As a part of Steven Brenner's lab, Chris will be analyzing a large set of novel sequences extracted from oceanic and other environmental microbes. Using computational methods such as Hidden Markov Model searches, he will compare novel environmental peptides to currently known peptides that are available in public databases like Ensembl, TIGR, and nr. Chris will help identify protein domains that are over- or under-represented in the ocean relative to the public datasets, as well as identify domains that may have crossed kingdom barriers. He will also investigate how these new data change our perception of protein space by, for example, illuminating biases that exist in currently available sequence datasets.


Scholar's Photo 
After long hours of research on the computer, Chris takes a quick break and smiles for the camera.


Scholar's Journal

I've hardly realized that summer is over. It went by too quickly yet again. But over this last summer, I've been able to focus on and participate in an informative and very enjoyable research project. In Steven Brenner's lab, I've been working on analyzing and describing a large set of novel sequences sampled from environments across the globe. Our team has found intriguing information in the new proteins, like new protein families, but we've also had our fair share of difficult, and sometimes tedious, times.

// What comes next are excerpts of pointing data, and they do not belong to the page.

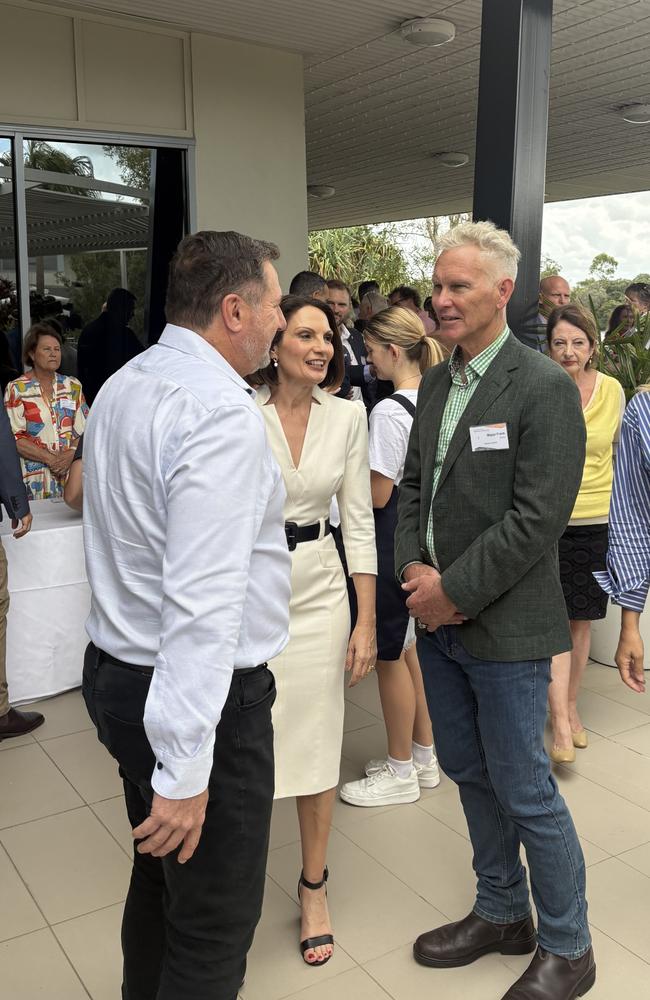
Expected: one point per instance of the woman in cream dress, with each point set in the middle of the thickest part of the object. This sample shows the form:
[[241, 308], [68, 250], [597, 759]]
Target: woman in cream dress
[[321, 445]]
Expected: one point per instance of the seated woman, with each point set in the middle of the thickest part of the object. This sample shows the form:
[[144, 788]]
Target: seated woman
[[321, 445], [627, 577], [399, 351], [47, 412], [621, 322]]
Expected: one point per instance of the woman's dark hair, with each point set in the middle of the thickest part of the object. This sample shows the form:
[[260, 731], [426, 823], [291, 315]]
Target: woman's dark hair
[[405, 293], [290, 305], [617, 318], [121, 303], [640, 290], [576, 316], [32, 338]]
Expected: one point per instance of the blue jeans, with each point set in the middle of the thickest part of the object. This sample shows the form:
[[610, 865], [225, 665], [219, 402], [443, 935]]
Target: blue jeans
[[488, 723]]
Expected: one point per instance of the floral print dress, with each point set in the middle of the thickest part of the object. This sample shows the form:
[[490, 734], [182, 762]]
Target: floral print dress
[[53, 424]]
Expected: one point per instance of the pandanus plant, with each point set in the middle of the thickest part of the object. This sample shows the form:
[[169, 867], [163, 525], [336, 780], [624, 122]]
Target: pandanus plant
[[624, 352]]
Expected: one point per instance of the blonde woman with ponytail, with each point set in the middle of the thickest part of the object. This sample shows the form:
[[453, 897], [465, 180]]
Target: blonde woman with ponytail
[[400, 352]]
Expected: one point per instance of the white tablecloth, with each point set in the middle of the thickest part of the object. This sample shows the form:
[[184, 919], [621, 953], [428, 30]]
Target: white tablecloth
[[50, 602]]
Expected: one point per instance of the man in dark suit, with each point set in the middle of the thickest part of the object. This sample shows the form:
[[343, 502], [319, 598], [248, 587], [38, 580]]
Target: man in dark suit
[[340, 302], [494, 464], [14, 498], [107, 343]]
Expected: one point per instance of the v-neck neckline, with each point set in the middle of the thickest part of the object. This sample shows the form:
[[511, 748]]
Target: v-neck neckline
[[314, 402]]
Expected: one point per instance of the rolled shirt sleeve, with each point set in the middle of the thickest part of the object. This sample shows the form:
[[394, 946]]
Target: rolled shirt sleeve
[[216, 501], [627, 577]]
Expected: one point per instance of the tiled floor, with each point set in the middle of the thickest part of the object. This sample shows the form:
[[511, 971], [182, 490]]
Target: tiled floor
[[64, 867]]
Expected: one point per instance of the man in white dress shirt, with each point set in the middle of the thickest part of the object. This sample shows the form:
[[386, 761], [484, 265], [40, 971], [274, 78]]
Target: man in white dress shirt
[[190, 576]]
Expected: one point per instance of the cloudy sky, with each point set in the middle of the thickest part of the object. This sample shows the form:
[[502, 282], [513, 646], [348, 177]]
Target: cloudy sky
[[575, 231]]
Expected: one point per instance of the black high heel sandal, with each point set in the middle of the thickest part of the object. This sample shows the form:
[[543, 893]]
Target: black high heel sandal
[[310, 943]]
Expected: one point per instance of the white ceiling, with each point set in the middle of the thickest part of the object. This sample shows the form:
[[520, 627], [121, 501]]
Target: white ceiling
[[377, 107]]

When the project began, we faced a few frustrating glitches, such as incompatible data-output formats, technical issues, and I had to spend much more time fixing and cleaning and preparing information than I had originally expected. Thank goodness Perl can handle these sorts of issues relatively quickly and easily, but my perceptions of how easily something can be accomplished have definitely relaxed. Doing research is very rewarding, and the intellectual journey may be rigorous, but experimentation is sometimes slow.

The researchers in the lab were, for me, an excellent resource and working with them provided a great opportunity to see how researchers dealt with creating knowledge in uncharted waters. Published literature provides a solid framework for research, but analyses may be unique and some analyses may have never been done before. In these cases, I've found that the best solutions are those that have drawn from many different classes and many different fields of research. For us, we've applied techniques from demographic studies to analyze the biological information in the environment at large. And even though navigating in uncharted waters may be error-prone or may require much more time than one would think, it also allows research to be creative and outgoing.

I look forward to continuing this research and working in the lab. As school begins again and classes and midterms consume the day, it becomes much harder to spend enough time on any one endeavor. As an undergraduate, it's challenging to juggle classes, future plans, research, and an extracurricular life. If you'd like to research a topic in-depth, however, you should pursue that interest; you won't be bored, and if you're doing what you love, you definitely won't regret doing it.